ROANOKE TIMES

                         Roanoke Times
                 Copyright (c) 1995, Landmark Communications, Inc.

DATE: SUNDAY, September 10, 1995                   TAG: 9509110040
SECTION: VIRGINIA                    PAGE: C1   EDITION: METRO 
SOURCE: LESLIE TAYLOR STAFF WRITER
DATELINE:                                 LENGTH: Medium


OUSTER SOUGHT IN NAACP

Eighteen members of the Roanoke branch of the NAACP are calling for the removal of the Rev. Charles Green as branch president.

At issue are complaints by two former employees of Total Action Against Poverty, a Roanoke community action agency. The employees - Gloria Dowe and Edward Mitchell - had asked the NAACP to investigate complaints that their job dismissals were discriminatory and improperly handled.

The NAACP chose not to intervene. Some branch members contend it was because Green is a member of TAP's board of directors.

"Because of his involvement on the [TAP] board of directors, Rev. Green has failed to properly represent" the former TAP employees, members wrote in a letter to Myrlie Evers-Williams, the national chairwoman of the National Association for the Advancement of Colored People. "We feel that Rev. Green is not able to effectively represent the chapter due to his outside activities."
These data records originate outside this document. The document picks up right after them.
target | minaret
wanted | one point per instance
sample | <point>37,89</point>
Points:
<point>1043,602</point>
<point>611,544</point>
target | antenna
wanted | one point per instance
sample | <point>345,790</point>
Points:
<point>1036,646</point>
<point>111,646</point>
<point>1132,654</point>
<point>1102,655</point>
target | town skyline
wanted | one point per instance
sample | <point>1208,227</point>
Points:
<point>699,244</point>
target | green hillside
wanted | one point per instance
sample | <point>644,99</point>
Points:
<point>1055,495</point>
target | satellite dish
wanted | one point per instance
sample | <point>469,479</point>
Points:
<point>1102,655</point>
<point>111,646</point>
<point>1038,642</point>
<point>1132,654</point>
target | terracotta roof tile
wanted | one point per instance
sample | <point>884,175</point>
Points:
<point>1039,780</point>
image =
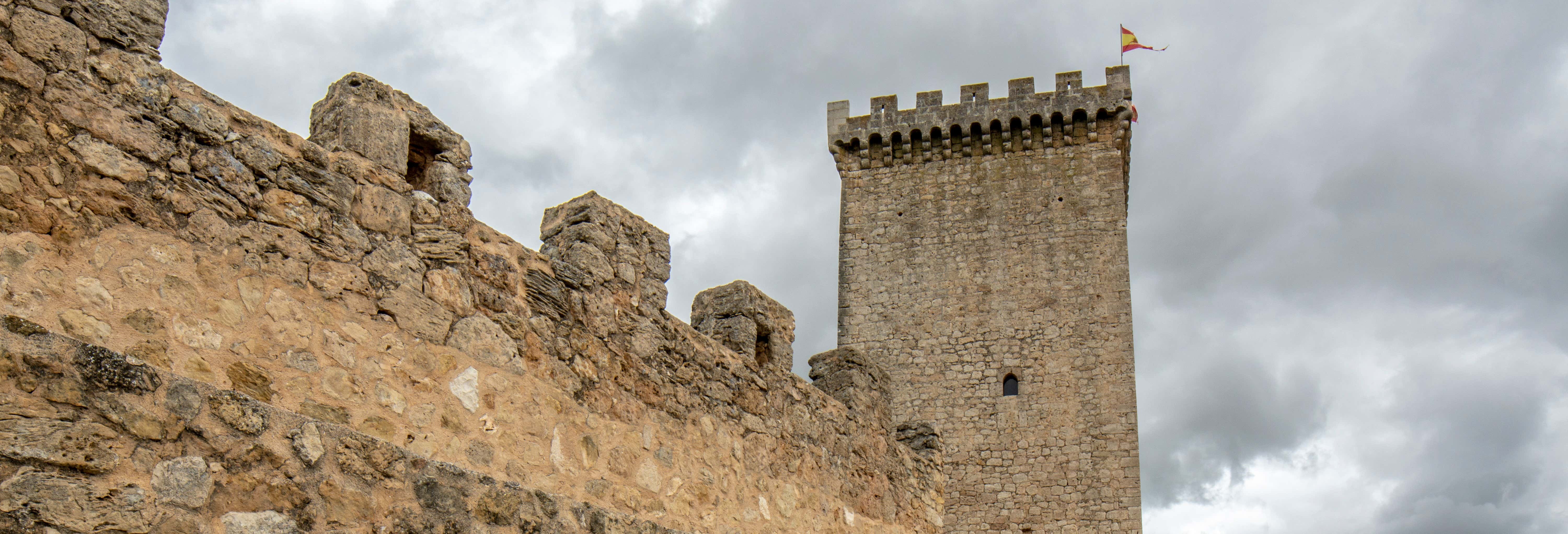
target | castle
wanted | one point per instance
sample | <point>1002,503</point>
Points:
<point>212,325</point>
The members, Gloria Dowe included, have asked the national NAACP to investigate. A spokeswoman at the national office said she didn't know if the office had received the members' letter and an attached 18-signature petition.

Green last week said he had not known about the letter until a reporter told him about it.
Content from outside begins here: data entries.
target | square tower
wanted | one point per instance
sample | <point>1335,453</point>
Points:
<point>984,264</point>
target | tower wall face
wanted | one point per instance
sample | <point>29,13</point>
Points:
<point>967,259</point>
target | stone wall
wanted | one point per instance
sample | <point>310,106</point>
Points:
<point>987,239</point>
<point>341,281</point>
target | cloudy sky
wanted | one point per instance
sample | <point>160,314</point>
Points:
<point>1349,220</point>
"I think it's a dirty trick they're playing," he said. "I think they should have come to me first. And I don't appreciate it at all."
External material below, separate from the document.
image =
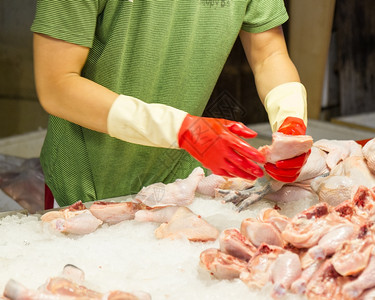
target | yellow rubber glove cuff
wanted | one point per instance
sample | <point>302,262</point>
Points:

Green acknowledged the appearance of a conflict of interest but said that his serving as president of the Roanoke branch and on the TAP board "didn't get in the way" of how the branch handled the employees' complaints.

"That's just the way these people feel," he said. "That petition doesn't mean a thing."

Green said the complaints were handled like any others. He maintained there was no position the branch could take on either case.

"We've gone as far as we can go," Green said. "They can take legal action. But the [Roanoke] NAACP doesn't have money to furnish a lawyer."

Dowe said she and Mitchell only asked that the NAACP consider looking into their complaints. She said Green was "unresponsive. We didn't feel that he was interested in our cases."

Members had urged Green to resign from the TAP board. Green called a special meeting of the chapter's executive board in July to discuss that suggestion.

"Every member there said I had no reason to get off the [TAP] board," he said. "As far as I'm concerned, it was resolved."

Some members contend that not all executive board members were told of that meeting - only those who would side favorably with Green. They contend that branch members who were not on the executive board were told of the meeting and attended.

"We do not wish upon our local chapter the bad publicity that the national chapter has been receiving," members wrote in their letter to Evers-Williams, referring to financial and management controversies under former national Chairman Benjamin Chavis. "We are trying to keep our members instead of losing them."

The national NAACP can suspend or remove an officer or member if, after a full hearing, he or she is "guilty of conduct not in accord with the principles, aims and purposes" of the NAACP, according to the organization's constitution and by-laws.

Green was elected chapter president in 1992 and re-elected in 1994. He also served as chapter president in the early 1970s.

Green said he does not intend to step down voluntarily.

"I'm not stepping down from anywhere," he said. "I was elected, and I'm going to serve until my term is up in December 1996."